Le cinéaste ne s’illusionne pas sur le monde de la féminité : la violente altercation qui oppose les deux sœurs Na’ama et Yasmin nous ramène à la dure réalité. Le monde des femmes n’est pas un monde de bisounours. Les femmes sont si ataviquement loyales au mâle dominant (en l’occurrence le père qui est pourtant totalement grabataire) , qu’elle finissent par détruire les formes de solidarité qu’elles avaient tenté de construire. C’est parce qu’elles ont cette forme de loyauté qu’elles ont, à mon avis, du mal à prolonger la sororité qu’elles vivent dans l’assistance à la maternité et qu’elles se retrouvent en concurrence, en rivalité entre elles.

Il y aurait encore beaucoup à dire sur ce film, en particulier sur la question des cheveux. Avigail a des cheveux immenses, épais, magnifiques qu’elle attache toujours en grosse tresse. Le symbole des cheveux est un symbole puissant. Dans la religion juive, et pour les orthodoxes, il y a interdiction de montrer ses cheveux quand on est mariée. On sait que cet interdit touche d’autres traditions. Les cheveux sont donc une manifestation très forte de la féminité. Libérer ses cheveux est l’objet d’un lent travail pour Avigail. Songer à les couper également….

Pour moi, il y a, dans ce film, une analyse stéréoscopique de la féminité, et, toujours pour moi, une vision très juste de ce que c’est que la féminité. Chaque fois que j’ai interrogé mes amis autour de moi sur ce qu’il fallait entendre par « féminité, on m’a parlé de rouge à lèvres et talons aiguille. Eh bien non ! la féminité ne peut pas se résumer aux fanfreluches et colifichets ! non et non ! C’est bien ce que j’ai trouvé de plus « Bergmanien » dans ce film. La vision de la féminité repose à la fois sur des traditions très anciennes et sur leur interprétation actuelle.
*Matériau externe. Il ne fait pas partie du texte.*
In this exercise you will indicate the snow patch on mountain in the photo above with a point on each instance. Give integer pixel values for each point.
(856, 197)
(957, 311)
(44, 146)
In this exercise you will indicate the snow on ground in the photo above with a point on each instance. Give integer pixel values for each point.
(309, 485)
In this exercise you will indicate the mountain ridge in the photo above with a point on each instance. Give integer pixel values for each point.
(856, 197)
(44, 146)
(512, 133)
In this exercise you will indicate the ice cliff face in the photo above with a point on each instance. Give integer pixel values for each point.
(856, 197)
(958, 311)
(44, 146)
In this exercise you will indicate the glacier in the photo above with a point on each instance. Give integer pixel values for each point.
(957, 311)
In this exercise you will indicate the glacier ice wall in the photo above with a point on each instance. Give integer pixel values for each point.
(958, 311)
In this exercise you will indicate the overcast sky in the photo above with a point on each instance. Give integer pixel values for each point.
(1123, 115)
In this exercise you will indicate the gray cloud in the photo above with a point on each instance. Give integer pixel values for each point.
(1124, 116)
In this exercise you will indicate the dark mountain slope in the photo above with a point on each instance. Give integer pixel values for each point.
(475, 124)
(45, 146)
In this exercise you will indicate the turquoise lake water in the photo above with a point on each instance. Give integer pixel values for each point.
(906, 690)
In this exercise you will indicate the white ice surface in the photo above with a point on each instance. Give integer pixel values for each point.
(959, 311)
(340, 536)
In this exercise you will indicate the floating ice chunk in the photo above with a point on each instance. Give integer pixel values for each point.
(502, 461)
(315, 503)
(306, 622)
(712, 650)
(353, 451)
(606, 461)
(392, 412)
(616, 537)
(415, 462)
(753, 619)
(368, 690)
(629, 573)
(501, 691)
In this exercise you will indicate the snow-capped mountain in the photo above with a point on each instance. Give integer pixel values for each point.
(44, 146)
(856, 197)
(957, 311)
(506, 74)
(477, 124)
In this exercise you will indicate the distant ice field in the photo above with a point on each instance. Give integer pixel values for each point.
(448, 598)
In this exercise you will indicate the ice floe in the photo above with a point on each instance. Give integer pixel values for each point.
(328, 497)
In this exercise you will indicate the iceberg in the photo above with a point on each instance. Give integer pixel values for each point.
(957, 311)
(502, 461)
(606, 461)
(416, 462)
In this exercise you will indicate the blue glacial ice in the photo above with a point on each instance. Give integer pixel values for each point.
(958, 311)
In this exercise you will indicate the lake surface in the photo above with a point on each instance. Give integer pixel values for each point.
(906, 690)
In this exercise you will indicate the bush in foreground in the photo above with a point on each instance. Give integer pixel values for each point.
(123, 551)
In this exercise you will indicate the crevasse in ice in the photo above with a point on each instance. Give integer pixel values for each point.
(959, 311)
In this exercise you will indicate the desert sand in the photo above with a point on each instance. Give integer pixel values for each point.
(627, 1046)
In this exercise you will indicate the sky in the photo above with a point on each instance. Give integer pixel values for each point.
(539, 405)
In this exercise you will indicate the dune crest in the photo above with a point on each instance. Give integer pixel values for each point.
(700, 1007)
Les femmes côtoient vie et mort depuis toujours, débuts et fins de vie. Elles accompagnent de leurs chants et danses les émotions du monde…elles ne sont pas contenues dans les seuls rôles que les sociétés patriarcales leur ont assignés. Elles ont toujours adopté les enfants des autres, de celles qui ne pouvaient pas élever, elles ont toujours bercé les souffrances des autres, elles ont pourtant souvent été elles-mêmes, les victimes de violences et d’abus.

Elles ne sont pas uniformes cependant et vivent également des formes de concurrence féroce.

Très beau film sur la féminité. J'attends la sortie du 3ème volet, qui s'appelle STRIPPED.